Satellite images provided by GeoEye show an area about 20 miles northeast of Qum, Iran. The photo at left was taken in February 2000. The one on the right was taken in September 2009, and reportedly shows the region has become the site of a centrifuge facility., AP
When outgoing Mossad director Meir Dagan told reporters earlier this month that Iran was at least four years away from developing nuclear weapons, the focus in Israel quickly turned to the question: what had caused the delay? Now, some two weeks later, some Israelis are asking a more cynical question: why did Dagan go public with the upbeat assessment in the first place? For years, Israel has been issuing dire warnings about Iran, hoping to prod the international community into action. Just 13 months ago, Defense Minister Ehud Barak estimated Iran would be in a position to build its first bomb by 2011. Sanctions and sabotage have clearly slowed down the Iranian program. But why, just as Tehran is starting to feel the pressure, would the Israeli intelligence chief risk lulling the international community by revealing the good news?
Dagan might simply have wanted to ensure that he received credit for the success: on his watch, Iranian nukes were dealt a setback. But the 65-year-old spymaster is not known as a grandstander. During his eight years as Mossad chief, he studiously avoided media attention. A more likely explanation is that Dagan worries Prime Minister Benjamin Netanyahu might make a hasty decision to attack the Iranian nuclear installations. People who have heard Dagan’s views on the matter say he believes such an attack would be a mistake, drawing Israel into a punishing war without necessarily solving the problem. “He thinks there are many other options and plenty of time before a decision must be made,” one of them said (the source did not want to be named revealing details from restricted discussions). By going public with the 2015 estimate, Dagan has made it more difficult for Netanyahu to press the case for an attack—whether with his own cabinet, with officials in Washington, or with the Israeli public.
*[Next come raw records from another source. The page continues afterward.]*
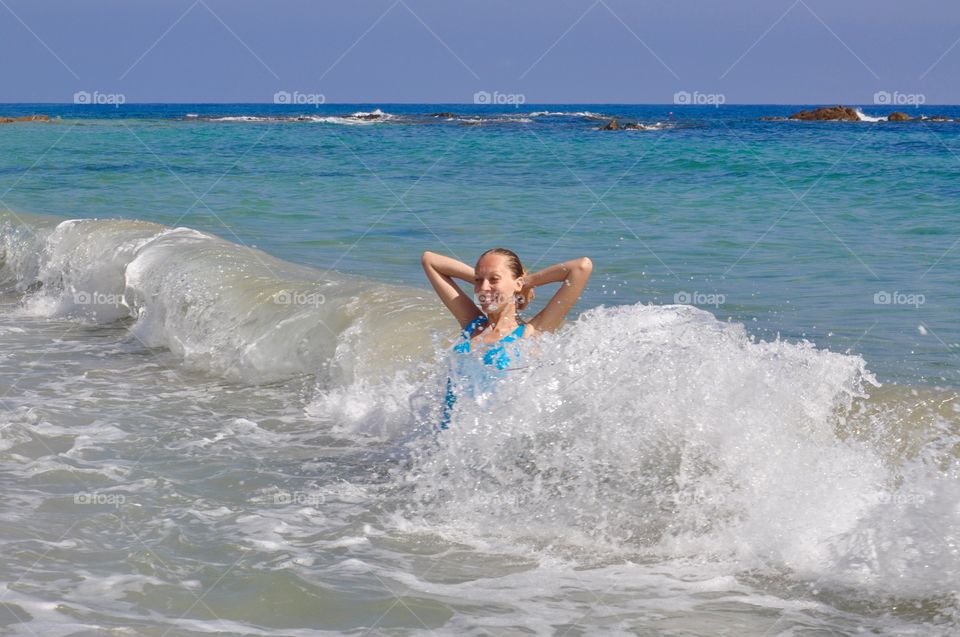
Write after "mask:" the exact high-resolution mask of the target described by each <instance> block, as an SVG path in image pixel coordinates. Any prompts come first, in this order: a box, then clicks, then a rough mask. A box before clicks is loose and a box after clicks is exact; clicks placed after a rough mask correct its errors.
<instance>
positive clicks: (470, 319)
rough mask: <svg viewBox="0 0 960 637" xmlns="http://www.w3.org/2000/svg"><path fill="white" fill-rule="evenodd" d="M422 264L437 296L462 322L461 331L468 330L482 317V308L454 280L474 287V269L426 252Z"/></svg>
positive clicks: (447, 308) (430, 253) (437, 254)
mask: <svg viewBox="0 0 960 637" xmlns="http://www.w3.org/2000/svg"><path fill="white" fill-rule="evenodd" d="M420 263H421V264H422V265H423V271H424V272H426V273H427V278H428V279H429V280H430V284H431V285H432V286H433V289H434V290H436V292H437V296H439V297H440V300H441V301H443V304H444V305H446V306H447V309H448V310H450V311H451V312H452V313H453V315H454V316H456V317H457V320H458V321H460V328H461V329H463V328H466V327H467V325H469V324H470V322H471V321H473V320H474V319H475V318H477V317H478V316H480V314H481V312H480V308H478V307H477V305H476V303H474V302H473V298H472V297H471V296H468V295H467V294H466V293H464V291H463V290H461V289H460V286H459V285H457V284H456V283H455V282H454V280H453V279H454V278H457V279H462V280H464V281H468V282H469V283H470V284H471V285H473V278H474V272H473V268H472V267H470V266H469V265H467V264H466V263H463V262H462V261H457V260H456V259H451V258H450V257H446V256H444V255H442V254H437V253H435V252H424V253H423V256H421V257H420Z"/></svg>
Netanyahu’s reaction offers another clue. The newspaper Yedioth Ahronoth reported last week that the Israeli leader was furious with Dagan. When asked about the matter during a news conference, Netanyahu appeared to dismiss the assessment. “I think that intelligence estimates are exactly that—estimates. They range from the best case to the worst case.” True enough. But reporters who attended the briefing with Dagan (he invited just a small number of Israelis who cover security matters) said he made it clear that 2015 is the worst-case scenario. “If the world stands by and does nothing, the soonest Iran will have a nuclear device is 2015, if that,” one of the reporters who attended the briefing quoted him as saying. Others in attendance said it was clear Dagan had intended to get one point across—that there’s no need to rush into attacking Iran.
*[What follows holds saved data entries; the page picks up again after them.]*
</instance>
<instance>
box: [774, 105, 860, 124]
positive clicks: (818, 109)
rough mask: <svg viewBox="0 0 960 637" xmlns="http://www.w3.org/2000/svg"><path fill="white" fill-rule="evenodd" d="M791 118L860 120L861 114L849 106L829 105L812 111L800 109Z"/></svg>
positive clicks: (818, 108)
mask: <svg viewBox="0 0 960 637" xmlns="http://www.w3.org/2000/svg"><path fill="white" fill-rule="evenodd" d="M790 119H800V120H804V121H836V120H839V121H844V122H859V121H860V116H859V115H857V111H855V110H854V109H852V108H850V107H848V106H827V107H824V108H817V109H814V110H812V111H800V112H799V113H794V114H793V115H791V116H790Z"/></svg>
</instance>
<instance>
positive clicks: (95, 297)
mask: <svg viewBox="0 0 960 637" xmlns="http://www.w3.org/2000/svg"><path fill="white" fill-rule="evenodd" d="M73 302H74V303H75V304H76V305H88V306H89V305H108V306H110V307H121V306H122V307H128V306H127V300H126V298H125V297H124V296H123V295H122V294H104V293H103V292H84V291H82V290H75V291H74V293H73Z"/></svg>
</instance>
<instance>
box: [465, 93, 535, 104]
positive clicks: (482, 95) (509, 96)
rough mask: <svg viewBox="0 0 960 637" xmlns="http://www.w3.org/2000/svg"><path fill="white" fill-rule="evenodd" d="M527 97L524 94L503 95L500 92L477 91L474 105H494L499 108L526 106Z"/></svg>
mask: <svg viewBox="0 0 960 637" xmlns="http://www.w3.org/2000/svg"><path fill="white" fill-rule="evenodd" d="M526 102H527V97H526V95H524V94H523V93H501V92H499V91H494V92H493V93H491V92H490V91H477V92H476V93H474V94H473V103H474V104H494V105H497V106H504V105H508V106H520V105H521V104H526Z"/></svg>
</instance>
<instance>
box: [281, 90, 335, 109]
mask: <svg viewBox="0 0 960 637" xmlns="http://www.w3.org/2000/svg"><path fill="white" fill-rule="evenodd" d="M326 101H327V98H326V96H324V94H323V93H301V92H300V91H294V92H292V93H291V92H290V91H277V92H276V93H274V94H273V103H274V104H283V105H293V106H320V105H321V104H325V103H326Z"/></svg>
The briefing was supposed to be off the record, according to the reporters. At some point, Dagan agreed to have his comments published, but a debate ensued about how they would be attributed. Stories written the next day referred obliquely to Dagan addressing a closed meeting. Within days, the understanding broke down and reporters began writing openly about being briefed by the outgoing Mossad chief. Their stories prompted other former Mossad officials to speak out, some agreeing with Dagan and others criticizing him. “I think this is his analysis. It’s his point of view. I think differently,” Ilan Mizrahi, who served as deputy director of Mossad until about eight years ago, told NEWSWEEK. He said the assessment sends the wrong message. “Someone might think ‘2015, we have time, so let’s relax, there’s no rush.’ I think that would be a mistake.” Ephraim Halevy, a former Mossad chief, said the Iranians “have very serious vulnerabilities that need to be exploited in every possible way short of the ultimate use of force, which is the last resort.”
Dagan wouldn’t be the only security official to have had differences with Netanyahu. Leaks to the Israeli media over the past year suggest that both the outgoing Army chief, Gabi Ashkenazi, and the just-retired head of military intelligence, Amos Yadlin, had deep reservations about attacking Iran and expressed them to Netanyahu and Barak. Aluf Benn, a columnist and political editor for the newspaper Haaretz, wrote this week that Ashkenazi was so worried about a possible attack, he asked President Shimon Peres and two former generals to get “the prime minister’s promise that his view would be heard.” The episode angered Barak, who eventually replaced Ashkenazi with another general, Yoav Galant. “The impression is that Galant is more aggressive on Iran and will not block Netanyahu and Barak, who are eager to go into battle,” Benn wrote. That alone might have persuaded Dagan to speak up.